Your main goal is to become a magnet, which attracts people and resources: money, ideas, opportunities, information etc. What does it take to become a magnet? Invest your time and energy to develop a strong network of contacts.

Do you need help to network correctly and efficiently? Read our article: 5 tips for successful business networking.

Key takeaway:

Remember that networking is not about selling. Business networking is about offering advice and helpful insights and building authentic relationships.

Expert’s opinion

Peter Barta, CEO of FPP and mentor at The Founder Institute is sharing with us his perspective on what it takes for an entrepreneur to be successful:

Starting a new venture is a very challenging process. Few of new initiatives end up being successful companies.

There is a saying Good ideas are a dime a dozen. What is the meaning of it? It means the value in any business is in implementation, and successful implementation is a mix of ingredients like vision, drive, confidence, flexibility, communication skills, multitasking, optimism. If you mix them together in the right way, it will lead to a successful company.

Running a business is like running a marathon with highs and lows, and what is coming can be exciting and scary in the same time. In order to maximise your chances you need to be clear on what your strengths and weaknesses are.

One of the things that strikes me when I talk to wannabe entrepreneurs is they can’t answer basic questions like:

What’s your reason for starting a business?

Most of the answers fall under these:

I want to be rich.

I don’t want to have a boss.

I had a fight with my former boss and so on.

All of these answers are not enough to drive your motivation in building a company. Sometimes I’m asking them if they are willing to run the extra mile in order to succeed, and the most obvious answer I get is What do you mean by that? I start to add:

Are you willing to learn?

How about failing?

How about experimenting?

What I found the most difficult are things related to experimentation and failing. Why? Culturally speaking we are not used to getting out of our comfort zone. We feel insecure and that’s okay because we don’t know what is out there, what is expecting us. The same with failing.

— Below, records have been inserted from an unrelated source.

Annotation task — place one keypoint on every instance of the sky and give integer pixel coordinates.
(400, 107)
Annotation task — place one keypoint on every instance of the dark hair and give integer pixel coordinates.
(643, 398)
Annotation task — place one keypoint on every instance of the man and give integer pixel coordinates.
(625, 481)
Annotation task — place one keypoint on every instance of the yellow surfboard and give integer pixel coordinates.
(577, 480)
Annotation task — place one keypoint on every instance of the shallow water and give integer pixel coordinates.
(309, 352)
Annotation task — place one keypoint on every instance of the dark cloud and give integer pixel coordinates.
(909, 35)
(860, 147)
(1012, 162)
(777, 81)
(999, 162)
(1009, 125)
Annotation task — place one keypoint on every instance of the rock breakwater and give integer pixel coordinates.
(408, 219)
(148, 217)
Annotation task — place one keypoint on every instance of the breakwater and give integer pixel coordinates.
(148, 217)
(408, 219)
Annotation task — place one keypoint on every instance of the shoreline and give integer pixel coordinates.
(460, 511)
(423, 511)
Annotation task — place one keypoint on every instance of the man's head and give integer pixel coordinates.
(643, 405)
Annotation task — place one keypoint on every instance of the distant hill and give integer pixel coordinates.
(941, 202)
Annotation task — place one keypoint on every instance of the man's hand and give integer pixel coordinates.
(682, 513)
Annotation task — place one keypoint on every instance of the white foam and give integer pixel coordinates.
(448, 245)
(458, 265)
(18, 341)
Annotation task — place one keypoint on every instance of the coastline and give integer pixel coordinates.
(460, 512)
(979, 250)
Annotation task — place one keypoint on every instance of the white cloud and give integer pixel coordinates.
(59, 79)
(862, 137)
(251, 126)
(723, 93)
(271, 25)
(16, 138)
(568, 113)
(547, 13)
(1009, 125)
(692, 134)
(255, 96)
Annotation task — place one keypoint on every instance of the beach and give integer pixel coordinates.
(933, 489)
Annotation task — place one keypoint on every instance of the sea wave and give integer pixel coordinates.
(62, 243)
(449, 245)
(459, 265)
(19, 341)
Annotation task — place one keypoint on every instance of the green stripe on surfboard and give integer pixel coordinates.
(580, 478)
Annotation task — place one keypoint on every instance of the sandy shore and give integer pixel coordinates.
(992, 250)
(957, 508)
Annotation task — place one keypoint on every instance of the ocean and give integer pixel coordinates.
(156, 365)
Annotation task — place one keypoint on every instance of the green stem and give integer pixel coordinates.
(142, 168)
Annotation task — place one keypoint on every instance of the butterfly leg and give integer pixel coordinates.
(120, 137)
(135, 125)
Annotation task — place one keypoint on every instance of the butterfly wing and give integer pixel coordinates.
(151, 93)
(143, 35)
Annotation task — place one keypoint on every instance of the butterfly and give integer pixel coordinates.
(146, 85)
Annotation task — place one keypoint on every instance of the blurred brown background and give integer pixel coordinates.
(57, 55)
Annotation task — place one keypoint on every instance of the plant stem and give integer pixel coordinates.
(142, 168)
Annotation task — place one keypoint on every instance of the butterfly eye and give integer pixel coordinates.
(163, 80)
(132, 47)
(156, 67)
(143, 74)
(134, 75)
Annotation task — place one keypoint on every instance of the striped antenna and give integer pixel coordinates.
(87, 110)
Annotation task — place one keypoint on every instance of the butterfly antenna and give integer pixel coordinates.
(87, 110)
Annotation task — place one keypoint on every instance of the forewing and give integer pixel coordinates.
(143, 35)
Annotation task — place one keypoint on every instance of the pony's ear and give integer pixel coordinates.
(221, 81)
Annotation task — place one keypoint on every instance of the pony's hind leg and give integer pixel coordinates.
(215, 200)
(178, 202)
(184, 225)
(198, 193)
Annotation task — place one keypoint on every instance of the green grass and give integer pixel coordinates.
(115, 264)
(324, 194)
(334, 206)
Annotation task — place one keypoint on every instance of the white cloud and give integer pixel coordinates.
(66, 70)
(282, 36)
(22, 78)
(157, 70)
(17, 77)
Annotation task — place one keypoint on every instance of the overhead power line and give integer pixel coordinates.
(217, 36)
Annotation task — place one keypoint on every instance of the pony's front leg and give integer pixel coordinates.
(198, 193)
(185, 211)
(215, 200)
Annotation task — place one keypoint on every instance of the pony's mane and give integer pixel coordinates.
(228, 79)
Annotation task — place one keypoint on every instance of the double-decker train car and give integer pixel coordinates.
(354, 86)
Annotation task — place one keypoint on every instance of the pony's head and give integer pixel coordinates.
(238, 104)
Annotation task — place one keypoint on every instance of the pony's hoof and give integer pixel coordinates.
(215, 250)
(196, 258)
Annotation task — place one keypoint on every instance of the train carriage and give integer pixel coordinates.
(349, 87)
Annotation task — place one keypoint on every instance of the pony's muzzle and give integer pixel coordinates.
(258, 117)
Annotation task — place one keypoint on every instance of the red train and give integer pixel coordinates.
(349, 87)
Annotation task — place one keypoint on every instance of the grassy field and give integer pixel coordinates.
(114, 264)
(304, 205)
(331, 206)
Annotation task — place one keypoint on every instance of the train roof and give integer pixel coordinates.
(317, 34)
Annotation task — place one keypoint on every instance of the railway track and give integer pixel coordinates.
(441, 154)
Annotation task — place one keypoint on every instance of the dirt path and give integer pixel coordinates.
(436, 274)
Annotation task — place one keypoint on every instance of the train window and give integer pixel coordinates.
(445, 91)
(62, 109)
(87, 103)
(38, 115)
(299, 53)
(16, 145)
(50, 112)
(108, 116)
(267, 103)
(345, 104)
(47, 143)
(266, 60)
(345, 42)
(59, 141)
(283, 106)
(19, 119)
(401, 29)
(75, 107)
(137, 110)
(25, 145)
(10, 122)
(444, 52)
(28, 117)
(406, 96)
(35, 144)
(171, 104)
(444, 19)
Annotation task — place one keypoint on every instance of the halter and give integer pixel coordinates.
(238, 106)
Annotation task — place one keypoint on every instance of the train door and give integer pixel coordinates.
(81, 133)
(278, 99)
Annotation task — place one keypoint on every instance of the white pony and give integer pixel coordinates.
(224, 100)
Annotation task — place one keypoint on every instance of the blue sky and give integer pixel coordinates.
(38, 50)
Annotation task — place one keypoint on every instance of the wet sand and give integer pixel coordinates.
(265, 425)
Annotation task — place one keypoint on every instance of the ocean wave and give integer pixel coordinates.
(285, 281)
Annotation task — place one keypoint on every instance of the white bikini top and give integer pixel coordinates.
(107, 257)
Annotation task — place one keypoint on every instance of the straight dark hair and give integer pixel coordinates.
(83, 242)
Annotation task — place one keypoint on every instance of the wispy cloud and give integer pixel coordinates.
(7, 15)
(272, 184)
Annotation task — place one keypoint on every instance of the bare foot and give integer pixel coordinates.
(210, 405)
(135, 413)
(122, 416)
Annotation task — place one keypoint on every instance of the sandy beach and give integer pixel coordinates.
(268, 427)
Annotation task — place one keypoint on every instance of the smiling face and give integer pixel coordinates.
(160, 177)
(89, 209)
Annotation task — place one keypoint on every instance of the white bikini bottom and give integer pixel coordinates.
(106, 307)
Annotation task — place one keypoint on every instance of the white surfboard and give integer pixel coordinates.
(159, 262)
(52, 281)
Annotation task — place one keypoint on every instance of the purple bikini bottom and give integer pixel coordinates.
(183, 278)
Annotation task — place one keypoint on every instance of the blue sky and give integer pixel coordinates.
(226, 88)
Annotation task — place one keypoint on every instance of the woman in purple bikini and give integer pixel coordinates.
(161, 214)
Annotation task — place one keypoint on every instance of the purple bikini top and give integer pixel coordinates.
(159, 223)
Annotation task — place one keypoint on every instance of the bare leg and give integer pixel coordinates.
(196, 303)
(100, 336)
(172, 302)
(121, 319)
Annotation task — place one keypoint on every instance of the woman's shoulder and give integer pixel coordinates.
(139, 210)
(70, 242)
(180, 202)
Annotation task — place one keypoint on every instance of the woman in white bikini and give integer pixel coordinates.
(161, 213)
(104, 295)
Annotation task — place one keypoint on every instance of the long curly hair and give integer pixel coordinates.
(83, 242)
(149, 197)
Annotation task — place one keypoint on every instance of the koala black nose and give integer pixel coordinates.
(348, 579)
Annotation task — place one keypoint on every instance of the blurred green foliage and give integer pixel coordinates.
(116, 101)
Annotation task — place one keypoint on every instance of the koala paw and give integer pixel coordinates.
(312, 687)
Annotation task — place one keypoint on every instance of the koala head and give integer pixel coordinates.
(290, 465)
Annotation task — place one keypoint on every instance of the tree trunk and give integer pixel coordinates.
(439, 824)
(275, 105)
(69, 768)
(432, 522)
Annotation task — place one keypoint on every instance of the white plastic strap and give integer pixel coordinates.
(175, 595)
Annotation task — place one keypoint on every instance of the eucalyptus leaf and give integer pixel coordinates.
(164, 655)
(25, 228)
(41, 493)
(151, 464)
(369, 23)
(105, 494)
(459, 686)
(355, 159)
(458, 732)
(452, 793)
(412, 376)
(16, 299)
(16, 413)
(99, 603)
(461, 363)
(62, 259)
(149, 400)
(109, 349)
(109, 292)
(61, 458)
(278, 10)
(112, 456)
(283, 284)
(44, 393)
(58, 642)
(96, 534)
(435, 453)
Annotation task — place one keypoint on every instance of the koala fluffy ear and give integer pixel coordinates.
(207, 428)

Unfortunately fear of failing is embedded in our DNA. We tend to see this as something bad. What we can do instead is we can look at it as being a learning process, a simple experimentation that didn’t get us the results we wanted.

One ingredient that I was mentioning above is optimism. This means when things don’t go in a way you expected and you failed, you recognise that you are not a failure, but the strategy or product that you were working on were not right.